Nous pouvons créer des détecteurs de sons adaptés à chaque espèce qui nous indiqueront où vivent les poissons sans les déranger. Cette avancée aura des répercussions importantes sur les efforts de préservation, et les techniques que nous avons utilisées pourront être reprises par les scientifiques du monde entier pour étudier les sons de différentes espèces de poissons.
À l’avenir, notre équipe envisage de mettre au point une méthode de comptage des poissons à partir d’enregistrements acoustiques, en dénombrant le nombre de cris émis par chaque espèce.

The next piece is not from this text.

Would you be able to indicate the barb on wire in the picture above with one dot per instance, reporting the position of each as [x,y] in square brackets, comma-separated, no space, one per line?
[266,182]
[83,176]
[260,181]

Nous souhaitons également comparer les sons enregistrés dans le détroit de Barkley à ceux enregistrés dans d’autres régions de la Colombie-Britannique afin de déterminer si les poissons ont des accents ou des dialectes particuliers.
L’utilisation d’enregistrements sonores sous-marins pour étudier les poissons présente de nombreux avantages. Cette méthode est peu invasive et les enregistreurs acoustiques peuvent collecter des informations pendant des mois, voire des années, dans des zones difficiles d’accès ou à faible visibilité. À terme, la surveillance acoustique sous-marine pourrait devenir un outil important pour les défenseurs de l’environnement et les gestionnaires de la pêche.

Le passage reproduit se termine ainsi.